Perhaps the most well-known aspect of Florida's Constitutional homestead protection is the Article X, Section 4(a) and 4(b) allowance for protection of the homestead from forced sale by creditors. Unlike many other states, Florida allows for the protection of an unlimited value of homestead property if certain conditions are met. Homestead protection from forced sale is created by satisfying the following requirements:
- The property must be owned by a "natural person;"
- The person claiming the exemption must be a Florida resident who establishes that he or she made, or intended to make, the real property his or her permanent "residence;"
- The person claiming the exemption must establish that he or she is the "owner" of the property; and
- The property claimed as the homestead must satisfy the "size and contiguity" requirements, which are limited to one-half (1/2) acre in a municipality or one-hundred-sixty (160) acres outside a municipality.

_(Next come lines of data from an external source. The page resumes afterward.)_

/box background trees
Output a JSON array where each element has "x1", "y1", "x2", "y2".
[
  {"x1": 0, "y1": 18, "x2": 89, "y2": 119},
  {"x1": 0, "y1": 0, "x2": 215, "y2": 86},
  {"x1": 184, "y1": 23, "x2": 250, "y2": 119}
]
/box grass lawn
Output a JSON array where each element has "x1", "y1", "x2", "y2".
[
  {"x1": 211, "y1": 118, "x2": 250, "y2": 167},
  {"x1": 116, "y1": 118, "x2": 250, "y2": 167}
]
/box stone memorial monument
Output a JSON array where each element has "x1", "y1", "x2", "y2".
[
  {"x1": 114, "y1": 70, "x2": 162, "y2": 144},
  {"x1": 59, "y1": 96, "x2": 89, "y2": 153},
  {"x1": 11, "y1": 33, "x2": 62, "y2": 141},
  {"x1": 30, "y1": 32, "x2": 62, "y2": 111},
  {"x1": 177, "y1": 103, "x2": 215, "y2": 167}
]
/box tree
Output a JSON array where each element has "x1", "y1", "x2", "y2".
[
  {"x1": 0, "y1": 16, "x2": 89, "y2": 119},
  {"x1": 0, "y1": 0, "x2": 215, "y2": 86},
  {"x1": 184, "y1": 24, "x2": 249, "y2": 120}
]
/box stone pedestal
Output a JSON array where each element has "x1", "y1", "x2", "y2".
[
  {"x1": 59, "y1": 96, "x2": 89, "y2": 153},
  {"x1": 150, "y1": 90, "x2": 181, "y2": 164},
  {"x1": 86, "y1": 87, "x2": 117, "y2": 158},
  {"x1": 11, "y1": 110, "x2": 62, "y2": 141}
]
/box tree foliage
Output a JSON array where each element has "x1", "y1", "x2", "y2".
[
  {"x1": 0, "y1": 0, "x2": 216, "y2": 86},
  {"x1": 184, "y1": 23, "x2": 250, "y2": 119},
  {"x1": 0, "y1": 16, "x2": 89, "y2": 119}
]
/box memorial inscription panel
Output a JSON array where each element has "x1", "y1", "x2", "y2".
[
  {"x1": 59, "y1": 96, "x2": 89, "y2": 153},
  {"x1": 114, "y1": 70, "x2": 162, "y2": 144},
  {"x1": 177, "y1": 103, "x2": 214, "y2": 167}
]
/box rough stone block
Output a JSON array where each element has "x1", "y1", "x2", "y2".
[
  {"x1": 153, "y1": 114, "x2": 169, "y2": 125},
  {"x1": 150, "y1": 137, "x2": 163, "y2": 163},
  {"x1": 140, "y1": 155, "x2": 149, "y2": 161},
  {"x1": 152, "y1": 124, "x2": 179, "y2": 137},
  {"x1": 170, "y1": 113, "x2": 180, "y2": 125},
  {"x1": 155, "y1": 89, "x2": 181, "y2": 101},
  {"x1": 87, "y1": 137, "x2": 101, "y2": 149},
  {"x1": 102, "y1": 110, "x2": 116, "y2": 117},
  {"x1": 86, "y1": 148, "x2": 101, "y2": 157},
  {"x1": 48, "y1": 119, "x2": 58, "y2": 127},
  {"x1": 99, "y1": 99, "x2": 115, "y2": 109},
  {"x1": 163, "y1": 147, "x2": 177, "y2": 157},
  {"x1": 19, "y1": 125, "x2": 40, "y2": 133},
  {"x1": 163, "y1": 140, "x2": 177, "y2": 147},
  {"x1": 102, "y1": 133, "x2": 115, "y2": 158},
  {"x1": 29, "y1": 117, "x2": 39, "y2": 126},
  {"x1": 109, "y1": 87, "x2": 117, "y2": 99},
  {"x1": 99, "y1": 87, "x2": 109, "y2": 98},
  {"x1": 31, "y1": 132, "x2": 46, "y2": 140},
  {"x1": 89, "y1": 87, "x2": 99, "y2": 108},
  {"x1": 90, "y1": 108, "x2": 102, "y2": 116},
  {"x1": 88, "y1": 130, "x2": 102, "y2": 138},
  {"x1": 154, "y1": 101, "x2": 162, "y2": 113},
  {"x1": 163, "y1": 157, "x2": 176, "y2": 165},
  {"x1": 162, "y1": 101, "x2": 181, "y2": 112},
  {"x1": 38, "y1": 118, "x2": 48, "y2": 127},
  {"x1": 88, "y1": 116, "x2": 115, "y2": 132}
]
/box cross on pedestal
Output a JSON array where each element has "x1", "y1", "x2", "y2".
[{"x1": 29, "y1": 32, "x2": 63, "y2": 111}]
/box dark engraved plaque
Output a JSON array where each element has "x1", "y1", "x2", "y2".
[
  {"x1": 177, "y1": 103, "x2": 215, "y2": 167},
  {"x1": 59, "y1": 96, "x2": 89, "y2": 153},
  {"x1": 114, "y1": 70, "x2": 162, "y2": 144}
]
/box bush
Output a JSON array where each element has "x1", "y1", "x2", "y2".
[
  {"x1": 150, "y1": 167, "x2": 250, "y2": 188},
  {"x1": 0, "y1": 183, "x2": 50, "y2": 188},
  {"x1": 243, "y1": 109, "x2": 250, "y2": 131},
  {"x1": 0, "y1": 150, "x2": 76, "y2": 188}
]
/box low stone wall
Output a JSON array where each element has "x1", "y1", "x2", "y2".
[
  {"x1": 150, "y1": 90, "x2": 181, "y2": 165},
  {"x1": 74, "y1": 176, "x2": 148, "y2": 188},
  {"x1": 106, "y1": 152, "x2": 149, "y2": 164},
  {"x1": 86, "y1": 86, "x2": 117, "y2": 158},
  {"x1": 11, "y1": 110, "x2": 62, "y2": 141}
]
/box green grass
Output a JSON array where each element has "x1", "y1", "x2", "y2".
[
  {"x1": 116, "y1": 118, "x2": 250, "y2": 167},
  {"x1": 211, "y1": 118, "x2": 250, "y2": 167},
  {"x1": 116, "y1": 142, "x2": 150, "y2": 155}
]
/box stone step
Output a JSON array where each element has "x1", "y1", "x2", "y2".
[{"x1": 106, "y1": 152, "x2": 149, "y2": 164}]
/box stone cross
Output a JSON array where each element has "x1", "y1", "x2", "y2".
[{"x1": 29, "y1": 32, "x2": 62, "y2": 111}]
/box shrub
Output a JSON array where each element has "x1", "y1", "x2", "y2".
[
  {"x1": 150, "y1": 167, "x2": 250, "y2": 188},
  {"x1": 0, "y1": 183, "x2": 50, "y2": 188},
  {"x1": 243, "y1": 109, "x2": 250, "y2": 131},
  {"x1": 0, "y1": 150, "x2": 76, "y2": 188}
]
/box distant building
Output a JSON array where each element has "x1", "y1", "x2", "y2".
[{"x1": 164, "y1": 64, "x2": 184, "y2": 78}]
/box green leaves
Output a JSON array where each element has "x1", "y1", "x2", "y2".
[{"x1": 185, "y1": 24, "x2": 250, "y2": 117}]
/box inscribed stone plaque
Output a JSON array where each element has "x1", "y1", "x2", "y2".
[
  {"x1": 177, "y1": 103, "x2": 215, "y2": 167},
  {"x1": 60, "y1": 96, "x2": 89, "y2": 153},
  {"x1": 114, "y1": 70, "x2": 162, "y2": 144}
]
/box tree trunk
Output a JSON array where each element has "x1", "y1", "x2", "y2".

If an individual satisfies all of these requirements, then they are generally entitled to seek protection of the homestead from a forced sale to satisfy creditors. However, there are three important constitutional exceptions:
- Taxes, both federal and state, and assessments (including homeowners associations);
- Mortgages; and
- Debts incurred to improve the property (contractor’s or mechanic’s liens).
Thus, the Florida Constitution will not protect the homestead from forced sale by these types of creditors.
Homestead Protection From Transfer Or Devise.
Article X, Section 4(c) of the Florida Constitution imposes restrictions on the transfer or devise of homestead property. While living, a husband and wife who own homestead property may transfer an interest in this property only if both of them sign the deed, mortgage, or other conveyance. Upon death, there are limits upon how an individual can devise homestead property that are largely dependent on who survives the decedent. Examples of these limitations include the following:
- If the decedent leaves behind a spouse and no children, the only permitted transfer upon death is to the spouse and any other transfer will be invalid.
- If the decedent leaves behind a spouse and minor children, then no transfer of the property is permitted at death and the spouse receives a life estate with the remainder to the minor children, per stirpes. Alternatively, the spouse may elect to take a 50% ownership interest in the homestead as tenants in common with the minor children, per stirpes.
- If the decedent leaves behind a spouse and adult children, the only permitted transfer upon death is to the spouse. Any other transfer or no transfer will result in the spouse receiving a life estate with the remainder to the adult children, per stirpes. Alternatively, the spouse may elect to take a 50% ownership interest in the homestead as tenants in common with the adult children, per stirpes.
- If the decedent leaves behind no spouse but has minor children, no transfer is permitted at death and the minor children receive the homestead property as tenants in common, per stirpes.
- If the decedent leaves behind no spouse and only adult children then the homestead may be freely devised to anyone. In the event that no devise takes place, the adult children of the decedent receive the homestead property as tenants in common, per stirpes.
- If the decedent leaves behind no spouse and no children then the homestead may be freely devised to anyone. If no devise takes place then the homestead property will pass under the laws of intestacy in Florida.